No Abuse or Neglect in my past. A very happy and loved childhood. So if it is not these, what are my roots? When I look back at the day when I fall back into my addiction it seems that it happens when I slip away from my connection to the Lord through anger, conceit, or disappointment/self-pity.
Yeah, like you, most of the guys who are heavily into porn do not have these abuse or neglect markers. Unfortunately, I think the problem is way bigger than these outlying abuse issues. The problem is the way that our culture raises men in general to deny, repress, and ignore emotions: “big boys don’t cry,” “be a man.” And then they are told that it’s inevitable to act out: “boys will be boys.” PLUS there’s the huge burden of shame around sexuality in Christian culture, AND men being told that they have to be the spiritual leader, so you add even more emotional burden onto men who have been trained not to be able to bear those burdens in any way other than acting out. It’s a mess.
My hope is for the future, that we raise both men and women to be more emotionally intelligent, more self-responsible, and more capable of dealing with life in healthy ways instead of all the acting out, objectifying, blame, and shame.
Meanwhile, I would suggest that you find a therapist who can help you work on your own emotional health so that you can sit with the normal emotional stuff of life and deal with it in a healthy way.

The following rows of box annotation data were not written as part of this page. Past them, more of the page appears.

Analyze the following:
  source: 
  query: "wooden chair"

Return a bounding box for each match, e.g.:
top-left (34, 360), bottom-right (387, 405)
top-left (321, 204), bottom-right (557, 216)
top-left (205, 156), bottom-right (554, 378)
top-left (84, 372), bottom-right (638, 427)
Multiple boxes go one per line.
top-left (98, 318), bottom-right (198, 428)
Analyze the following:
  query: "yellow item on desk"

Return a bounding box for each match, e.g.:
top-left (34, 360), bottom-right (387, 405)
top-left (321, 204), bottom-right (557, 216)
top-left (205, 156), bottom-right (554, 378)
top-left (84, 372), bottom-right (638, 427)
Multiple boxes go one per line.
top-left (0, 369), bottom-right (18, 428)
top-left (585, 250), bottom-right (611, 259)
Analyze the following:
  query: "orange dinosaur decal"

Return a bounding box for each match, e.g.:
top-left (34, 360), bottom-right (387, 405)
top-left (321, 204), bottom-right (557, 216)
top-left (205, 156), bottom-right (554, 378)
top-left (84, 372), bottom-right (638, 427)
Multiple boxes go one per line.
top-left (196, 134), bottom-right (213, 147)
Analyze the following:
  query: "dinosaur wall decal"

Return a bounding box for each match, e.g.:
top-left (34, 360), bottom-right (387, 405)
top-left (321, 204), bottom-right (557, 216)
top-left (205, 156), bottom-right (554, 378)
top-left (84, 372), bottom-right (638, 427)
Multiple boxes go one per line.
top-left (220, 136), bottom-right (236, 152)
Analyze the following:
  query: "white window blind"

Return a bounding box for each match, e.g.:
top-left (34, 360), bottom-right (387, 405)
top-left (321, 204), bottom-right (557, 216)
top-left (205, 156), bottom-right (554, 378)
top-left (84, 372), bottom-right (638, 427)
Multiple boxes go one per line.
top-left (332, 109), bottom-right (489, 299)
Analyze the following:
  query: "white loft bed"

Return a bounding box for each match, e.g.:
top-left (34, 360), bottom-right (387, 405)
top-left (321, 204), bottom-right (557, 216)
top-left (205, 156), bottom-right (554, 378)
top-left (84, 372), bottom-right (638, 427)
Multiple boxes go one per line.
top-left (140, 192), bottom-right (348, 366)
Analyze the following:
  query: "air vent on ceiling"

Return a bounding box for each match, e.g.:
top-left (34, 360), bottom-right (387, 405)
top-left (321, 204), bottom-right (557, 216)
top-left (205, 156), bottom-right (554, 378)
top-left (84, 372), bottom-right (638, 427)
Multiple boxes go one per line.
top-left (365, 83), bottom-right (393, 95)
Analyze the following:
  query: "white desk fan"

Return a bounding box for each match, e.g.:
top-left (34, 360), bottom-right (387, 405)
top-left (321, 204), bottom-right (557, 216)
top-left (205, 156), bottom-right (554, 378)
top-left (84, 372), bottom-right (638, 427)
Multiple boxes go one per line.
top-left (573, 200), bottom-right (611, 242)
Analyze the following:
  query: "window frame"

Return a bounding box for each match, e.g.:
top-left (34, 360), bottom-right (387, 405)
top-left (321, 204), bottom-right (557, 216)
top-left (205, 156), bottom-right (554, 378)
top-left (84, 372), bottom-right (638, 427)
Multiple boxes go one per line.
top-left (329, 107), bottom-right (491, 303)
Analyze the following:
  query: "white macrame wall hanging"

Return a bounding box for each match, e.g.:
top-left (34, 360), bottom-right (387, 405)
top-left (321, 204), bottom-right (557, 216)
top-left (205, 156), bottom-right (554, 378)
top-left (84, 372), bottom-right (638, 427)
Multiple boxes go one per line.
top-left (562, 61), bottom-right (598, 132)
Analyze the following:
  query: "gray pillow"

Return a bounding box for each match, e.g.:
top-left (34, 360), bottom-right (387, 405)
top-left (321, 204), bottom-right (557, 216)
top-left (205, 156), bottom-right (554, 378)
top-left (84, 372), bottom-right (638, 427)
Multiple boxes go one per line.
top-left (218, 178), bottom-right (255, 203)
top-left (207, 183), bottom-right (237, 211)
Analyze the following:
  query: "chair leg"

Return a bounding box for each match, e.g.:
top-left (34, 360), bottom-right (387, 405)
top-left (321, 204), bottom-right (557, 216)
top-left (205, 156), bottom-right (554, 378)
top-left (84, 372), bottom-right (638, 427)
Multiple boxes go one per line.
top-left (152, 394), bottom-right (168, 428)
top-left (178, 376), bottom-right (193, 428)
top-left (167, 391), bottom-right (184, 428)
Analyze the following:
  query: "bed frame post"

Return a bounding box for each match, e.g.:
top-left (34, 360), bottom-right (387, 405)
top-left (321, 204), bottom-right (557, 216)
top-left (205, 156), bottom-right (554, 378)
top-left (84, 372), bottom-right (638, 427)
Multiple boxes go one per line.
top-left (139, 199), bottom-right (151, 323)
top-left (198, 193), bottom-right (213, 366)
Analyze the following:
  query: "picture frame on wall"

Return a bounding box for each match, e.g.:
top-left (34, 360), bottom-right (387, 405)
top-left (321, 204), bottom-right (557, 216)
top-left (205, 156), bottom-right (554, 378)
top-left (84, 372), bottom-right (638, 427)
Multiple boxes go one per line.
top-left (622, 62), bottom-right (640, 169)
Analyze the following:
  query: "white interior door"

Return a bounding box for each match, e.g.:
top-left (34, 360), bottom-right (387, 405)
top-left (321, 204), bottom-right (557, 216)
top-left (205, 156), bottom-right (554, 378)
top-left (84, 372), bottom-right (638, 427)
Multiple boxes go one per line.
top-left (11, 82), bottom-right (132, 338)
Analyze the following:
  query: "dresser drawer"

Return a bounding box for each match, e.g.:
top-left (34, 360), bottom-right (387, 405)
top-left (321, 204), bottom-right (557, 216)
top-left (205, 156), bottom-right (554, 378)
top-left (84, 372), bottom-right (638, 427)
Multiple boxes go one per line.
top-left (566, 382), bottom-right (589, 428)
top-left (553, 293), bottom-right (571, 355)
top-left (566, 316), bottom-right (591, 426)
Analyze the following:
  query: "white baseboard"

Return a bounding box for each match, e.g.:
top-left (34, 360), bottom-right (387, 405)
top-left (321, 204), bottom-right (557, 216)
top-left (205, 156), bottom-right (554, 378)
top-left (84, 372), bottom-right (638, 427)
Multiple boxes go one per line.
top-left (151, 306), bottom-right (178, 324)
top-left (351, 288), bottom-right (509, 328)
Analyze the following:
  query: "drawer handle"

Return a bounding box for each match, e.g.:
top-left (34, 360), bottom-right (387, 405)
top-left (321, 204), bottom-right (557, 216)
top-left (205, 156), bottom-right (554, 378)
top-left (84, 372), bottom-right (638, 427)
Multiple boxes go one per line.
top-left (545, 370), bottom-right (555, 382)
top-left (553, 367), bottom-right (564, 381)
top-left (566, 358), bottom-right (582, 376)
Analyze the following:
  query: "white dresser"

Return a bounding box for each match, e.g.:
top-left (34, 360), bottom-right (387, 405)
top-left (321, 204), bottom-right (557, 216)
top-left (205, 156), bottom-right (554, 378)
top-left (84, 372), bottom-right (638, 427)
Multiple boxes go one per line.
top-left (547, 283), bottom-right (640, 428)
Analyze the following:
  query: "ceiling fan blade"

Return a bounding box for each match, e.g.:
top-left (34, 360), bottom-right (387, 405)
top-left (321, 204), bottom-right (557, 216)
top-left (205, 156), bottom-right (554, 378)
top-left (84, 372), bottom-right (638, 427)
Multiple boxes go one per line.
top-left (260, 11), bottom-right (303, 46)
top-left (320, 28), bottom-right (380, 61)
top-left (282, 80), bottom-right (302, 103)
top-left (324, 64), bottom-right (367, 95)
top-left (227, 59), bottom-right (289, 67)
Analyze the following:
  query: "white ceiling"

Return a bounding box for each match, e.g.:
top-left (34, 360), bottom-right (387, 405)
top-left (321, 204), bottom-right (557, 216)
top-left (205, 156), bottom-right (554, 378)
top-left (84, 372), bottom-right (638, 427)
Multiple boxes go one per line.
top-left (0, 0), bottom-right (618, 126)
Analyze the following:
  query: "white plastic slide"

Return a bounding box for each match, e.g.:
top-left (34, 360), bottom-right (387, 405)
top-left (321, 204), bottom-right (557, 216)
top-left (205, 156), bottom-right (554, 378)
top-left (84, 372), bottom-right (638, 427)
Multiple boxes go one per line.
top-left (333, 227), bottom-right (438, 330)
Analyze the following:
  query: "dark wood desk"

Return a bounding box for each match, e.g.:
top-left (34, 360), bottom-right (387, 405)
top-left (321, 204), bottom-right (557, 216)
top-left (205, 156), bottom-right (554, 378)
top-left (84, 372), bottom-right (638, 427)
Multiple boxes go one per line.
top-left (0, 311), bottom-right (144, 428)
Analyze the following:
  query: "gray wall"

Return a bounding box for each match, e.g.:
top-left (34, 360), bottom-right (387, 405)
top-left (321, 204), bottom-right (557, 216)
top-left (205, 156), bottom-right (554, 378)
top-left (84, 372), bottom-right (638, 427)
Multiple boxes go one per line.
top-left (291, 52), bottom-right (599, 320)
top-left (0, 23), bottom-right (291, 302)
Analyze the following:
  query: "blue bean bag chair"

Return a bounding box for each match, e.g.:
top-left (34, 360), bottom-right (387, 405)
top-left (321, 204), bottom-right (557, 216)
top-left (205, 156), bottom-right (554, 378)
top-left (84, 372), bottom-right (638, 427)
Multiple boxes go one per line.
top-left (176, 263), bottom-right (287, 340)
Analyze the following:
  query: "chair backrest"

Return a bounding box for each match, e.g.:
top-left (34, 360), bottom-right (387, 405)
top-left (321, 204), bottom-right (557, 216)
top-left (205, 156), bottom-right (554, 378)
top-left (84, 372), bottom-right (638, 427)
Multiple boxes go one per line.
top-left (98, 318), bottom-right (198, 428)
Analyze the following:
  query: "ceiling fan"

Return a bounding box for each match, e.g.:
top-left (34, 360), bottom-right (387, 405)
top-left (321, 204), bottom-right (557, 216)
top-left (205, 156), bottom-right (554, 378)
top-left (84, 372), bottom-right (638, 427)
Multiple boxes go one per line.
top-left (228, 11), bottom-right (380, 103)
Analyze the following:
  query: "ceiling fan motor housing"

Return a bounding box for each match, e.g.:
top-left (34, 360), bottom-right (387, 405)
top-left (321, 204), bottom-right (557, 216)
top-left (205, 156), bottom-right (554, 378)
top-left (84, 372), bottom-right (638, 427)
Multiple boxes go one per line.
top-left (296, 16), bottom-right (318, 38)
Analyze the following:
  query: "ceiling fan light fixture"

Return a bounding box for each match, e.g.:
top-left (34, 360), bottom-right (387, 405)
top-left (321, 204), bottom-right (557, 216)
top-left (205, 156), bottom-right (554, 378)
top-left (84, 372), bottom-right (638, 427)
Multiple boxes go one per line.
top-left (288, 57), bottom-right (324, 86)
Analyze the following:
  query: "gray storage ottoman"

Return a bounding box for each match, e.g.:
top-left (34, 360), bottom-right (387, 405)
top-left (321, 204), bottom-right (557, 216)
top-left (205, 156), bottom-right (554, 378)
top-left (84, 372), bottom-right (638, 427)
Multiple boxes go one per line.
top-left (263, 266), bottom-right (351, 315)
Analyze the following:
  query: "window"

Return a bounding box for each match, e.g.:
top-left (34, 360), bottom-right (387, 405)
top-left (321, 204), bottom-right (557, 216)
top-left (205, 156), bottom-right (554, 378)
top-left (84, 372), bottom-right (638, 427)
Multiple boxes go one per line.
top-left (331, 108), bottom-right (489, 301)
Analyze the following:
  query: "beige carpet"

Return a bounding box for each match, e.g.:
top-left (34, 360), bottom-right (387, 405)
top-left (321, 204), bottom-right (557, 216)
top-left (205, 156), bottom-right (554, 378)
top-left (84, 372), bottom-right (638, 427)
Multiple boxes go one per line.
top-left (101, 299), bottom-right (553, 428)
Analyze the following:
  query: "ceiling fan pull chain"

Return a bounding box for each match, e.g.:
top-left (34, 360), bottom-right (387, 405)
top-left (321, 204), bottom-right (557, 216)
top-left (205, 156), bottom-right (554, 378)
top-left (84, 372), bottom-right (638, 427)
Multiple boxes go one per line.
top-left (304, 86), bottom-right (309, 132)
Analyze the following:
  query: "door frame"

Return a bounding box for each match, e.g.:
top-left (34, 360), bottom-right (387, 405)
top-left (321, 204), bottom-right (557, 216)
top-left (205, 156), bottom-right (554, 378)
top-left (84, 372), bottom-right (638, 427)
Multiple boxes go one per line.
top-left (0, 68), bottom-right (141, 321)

You might enjoy watching the Facebook Live session I did with Dan the other day which addressed this in more detail.
Peace to you,
My husband watches women’s buts – anytime we are in public restaurants or at our place of business he will move and stand or sit so he can see their rears, I’m so sick of it I don’t want to go with him anywhere – I can’t find any help – all the websites are about porn and I know he doesn’t view porn or master bait
Though he has gas lighted me when I tried talking and get council for us – I’m desperate I need help or advice I think I’m going to have to Divorce as this has been going on for our whole marriage and I think it’s affecting my health now. Please help me!
I think you are wise to recognize the behaviors and the gaslighting that occurs when you try to discuss it. I do think that almost any behavior can be used in a dysfunctional way, and it sounds like that’s what you’re observing. Here, here, and here are some articles on boundaries that might be helpful to you. And I would suggest that you find a therapist who can help you process through this and make healthy choices.
Take good care of yourself, decide what boundaries are healthy for you, get the support you need in this process. You’ve got this!